Extraordinary Popular Delusions and the Madness of Crowds and Confusion de Confusiones ANNOTATION
Confusions and Delusions brings together elements of two well-known classics--the highly popular Extraordinary Popular Delusions and the Madness of Crowds, published in 1841, and Confusions de Confusions, published in 1688--to create an entertaining and remarkably accurate assessment of crowd behavior, market movement, and investment psychology.
FROM THE PUBLISHER
The Dutch East India Company was the hot stock to watch in the early days of the Amsterdam stock exchange. But the price action became hard to unravel once speculation and treacherous deceit came into play. Market manipulation, it seems, was a factor even at the dawn of modern exchange trading. Joseph de la Vega's 1688 Confusion de Confusiones offered a firsthand account of seventeenth-century market complexities that rings remarkably true even today. Exploring the sometimes humorous, sometimes devastating impact of crowd behavior and trading trickery on the financial markets, this book brilliantly combines two all-time investment classics. Financial analyst and author Martin S. Fridson is your guide, and the result is an insightful new volume that is a quirky, entertaining, and thoroughly intriguing journey back through time. From the investment strategies of Bernard Baruch, to Japanese land prices, junk bonds, and the collapse of Baring Securities, the far-reaching influence of Mackay's and de la Vega's revered works remains potent and truly timeless. By juxtaposing Extraordinary Popular Delusions and Confusion de Confusiones, this unique book points up the interesting contrast in their respective conclusions. Mackay believed that "periodic outbreaks of mass hysteria" led to volatile market activity, while de la Vega saw "cunning behind the market's convulsions." Both interpretations are worth examining for their fascinating commentaries on market movement and investment psychology.
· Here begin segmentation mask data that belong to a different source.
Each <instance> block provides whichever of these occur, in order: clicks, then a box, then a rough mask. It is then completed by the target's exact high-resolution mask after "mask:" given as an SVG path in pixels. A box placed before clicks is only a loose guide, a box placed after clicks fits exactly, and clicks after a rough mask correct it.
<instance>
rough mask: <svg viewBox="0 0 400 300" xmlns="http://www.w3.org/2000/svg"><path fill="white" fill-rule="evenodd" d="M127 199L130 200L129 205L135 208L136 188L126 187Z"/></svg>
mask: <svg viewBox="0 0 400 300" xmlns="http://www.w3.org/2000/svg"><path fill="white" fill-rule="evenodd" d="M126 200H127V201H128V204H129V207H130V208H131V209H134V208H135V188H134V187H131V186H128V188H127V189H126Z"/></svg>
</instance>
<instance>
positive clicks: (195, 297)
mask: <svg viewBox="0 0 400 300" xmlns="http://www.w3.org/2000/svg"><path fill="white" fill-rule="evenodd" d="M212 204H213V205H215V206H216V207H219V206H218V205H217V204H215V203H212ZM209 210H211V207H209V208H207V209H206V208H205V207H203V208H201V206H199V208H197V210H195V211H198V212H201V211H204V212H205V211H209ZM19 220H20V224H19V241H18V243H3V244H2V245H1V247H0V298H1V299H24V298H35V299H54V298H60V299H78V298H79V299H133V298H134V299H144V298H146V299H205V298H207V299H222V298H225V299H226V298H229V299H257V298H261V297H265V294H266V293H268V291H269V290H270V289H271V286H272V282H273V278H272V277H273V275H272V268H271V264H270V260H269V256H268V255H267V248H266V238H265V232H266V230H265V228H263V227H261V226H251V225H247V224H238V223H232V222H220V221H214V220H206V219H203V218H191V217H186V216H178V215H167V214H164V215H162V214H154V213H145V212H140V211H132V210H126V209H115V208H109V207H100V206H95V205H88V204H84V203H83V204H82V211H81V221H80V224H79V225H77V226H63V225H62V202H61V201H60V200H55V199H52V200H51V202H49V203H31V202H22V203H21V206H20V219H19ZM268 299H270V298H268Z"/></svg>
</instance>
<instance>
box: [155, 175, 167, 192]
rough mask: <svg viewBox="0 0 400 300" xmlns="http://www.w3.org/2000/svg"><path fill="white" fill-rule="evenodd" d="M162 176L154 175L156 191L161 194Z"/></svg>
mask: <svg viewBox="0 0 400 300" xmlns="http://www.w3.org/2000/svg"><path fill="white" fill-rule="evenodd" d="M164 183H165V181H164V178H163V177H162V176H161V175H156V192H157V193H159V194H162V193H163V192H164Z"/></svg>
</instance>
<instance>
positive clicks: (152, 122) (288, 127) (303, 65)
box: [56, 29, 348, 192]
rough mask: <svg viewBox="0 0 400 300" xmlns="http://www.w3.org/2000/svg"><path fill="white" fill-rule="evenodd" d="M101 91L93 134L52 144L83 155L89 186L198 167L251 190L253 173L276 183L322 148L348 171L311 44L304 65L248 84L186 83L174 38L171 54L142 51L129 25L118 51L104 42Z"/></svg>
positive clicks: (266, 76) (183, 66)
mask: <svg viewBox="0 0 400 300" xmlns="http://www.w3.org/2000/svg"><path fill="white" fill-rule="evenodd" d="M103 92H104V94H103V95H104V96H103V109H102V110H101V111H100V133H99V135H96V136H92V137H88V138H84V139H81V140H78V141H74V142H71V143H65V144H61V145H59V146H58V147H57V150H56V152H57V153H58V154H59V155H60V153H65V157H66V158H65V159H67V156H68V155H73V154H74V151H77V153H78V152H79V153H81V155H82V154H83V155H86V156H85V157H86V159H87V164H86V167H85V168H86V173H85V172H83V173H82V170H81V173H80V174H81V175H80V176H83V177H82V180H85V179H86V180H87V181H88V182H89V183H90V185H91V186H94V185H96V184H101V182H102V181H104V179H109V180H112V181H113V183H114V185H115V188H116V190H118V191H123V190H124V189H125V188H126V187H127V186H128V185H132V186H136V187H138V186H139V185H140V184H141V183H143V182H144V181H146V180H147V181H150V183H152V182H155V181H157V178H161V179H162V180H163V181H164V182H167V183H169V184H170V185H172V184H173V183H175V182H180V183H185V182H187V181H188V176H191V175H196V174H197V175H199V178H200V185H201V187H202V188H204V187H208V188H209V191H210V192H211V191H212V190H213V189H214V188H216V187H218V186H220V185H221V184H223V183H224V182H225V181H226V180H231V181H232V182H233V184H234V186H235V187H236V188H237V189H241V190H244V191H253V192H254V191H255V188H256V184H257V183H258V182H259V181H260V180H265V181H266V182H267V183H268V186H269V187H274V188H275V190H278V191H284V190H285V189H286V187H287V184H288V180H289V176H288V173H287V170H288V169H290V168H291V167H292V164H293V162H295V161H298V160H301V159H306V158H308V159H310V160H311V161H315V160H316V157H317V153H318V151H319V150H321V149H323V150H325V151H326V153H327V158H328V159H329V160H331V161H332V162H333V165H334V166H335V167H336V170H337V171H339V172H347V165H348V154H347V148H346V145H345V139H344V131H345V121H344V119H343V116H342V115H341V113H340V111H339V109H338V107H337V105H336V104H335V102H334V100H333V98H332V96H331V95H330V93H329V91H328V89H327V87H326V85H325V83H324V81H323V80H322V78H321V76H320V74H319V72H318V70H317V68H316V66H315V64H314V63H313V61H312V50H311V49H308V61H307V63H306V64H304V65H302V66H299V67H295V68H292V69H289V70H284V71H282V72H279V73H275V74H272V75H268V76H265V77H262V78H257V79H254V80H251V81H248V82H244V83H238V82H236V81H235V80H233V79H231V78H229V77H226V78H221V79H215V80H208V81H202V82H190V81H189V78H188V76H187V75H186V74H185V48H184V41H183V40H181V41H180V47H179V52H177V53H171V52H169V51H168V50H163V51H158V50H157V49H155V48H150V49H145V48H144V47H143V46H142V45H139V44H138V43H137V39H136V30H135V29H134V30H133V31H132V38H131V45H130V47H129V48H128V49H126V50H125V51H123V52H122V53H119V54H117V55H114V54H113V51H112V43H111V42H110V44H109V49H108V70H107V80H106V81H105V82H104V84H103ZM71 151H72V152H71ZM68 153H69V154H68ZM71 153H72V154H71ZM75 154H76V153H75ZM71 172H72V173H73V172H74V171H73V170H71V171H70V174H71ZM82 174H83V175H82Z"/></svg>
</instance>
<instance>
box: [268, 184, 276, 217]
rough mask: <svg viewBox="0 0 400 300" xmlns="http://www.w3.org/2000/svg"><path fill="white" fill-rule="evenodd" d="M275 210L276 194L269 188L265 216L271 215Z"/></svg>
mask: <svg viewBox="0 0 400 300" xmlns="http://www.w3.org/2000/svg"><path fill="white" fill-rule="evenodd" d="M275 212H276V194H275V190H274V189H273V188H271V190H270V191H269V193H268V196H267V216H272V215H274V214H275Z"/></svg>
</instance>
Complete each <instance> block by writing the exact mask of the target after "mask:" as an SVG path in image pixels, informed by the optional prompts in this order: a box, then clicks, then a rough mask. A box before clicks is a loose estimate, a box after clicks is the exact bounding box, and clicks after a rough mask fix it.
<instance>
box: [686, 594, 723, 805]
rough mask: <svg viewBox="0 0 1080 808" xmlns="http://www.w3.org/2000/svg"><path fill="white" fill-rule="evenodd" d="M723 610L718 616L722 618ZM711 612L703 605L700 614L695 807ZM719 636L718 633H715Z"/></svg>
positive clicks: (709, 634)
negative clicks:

Viewed from within the context of events of our own time, these classics are must reading for all those seeking a greater understanding of the stock exchange's frequently erratic behavior.
FROM THE CRITICS
Andrew Tobias
Once upon a time, there was an emperor with no clothes. For the longest time no one noticed. As you will read in this marvelous book, there have been many naked emperors since. There will doubtless be many more.
Ron Insana
This is the most important book ever written about crowd psychology and, by extension, about financial markets. A serious student of the markets and even anyone interested in the extremes of human behavior should read this book!
Kenneth L. Fisher
You will see between its staid lines (written in ye olde English and as ponderable as Buddha's navel that, despite what the media says, nothing really important has changed in the financial markets in centuries.
Greg Heberlein
In combining 'Extraordinary' with 'Confusion,' the result is not extraordinary confusion. Instead, with clarity, the book sears into modern investor minds the dangers of following the crowd.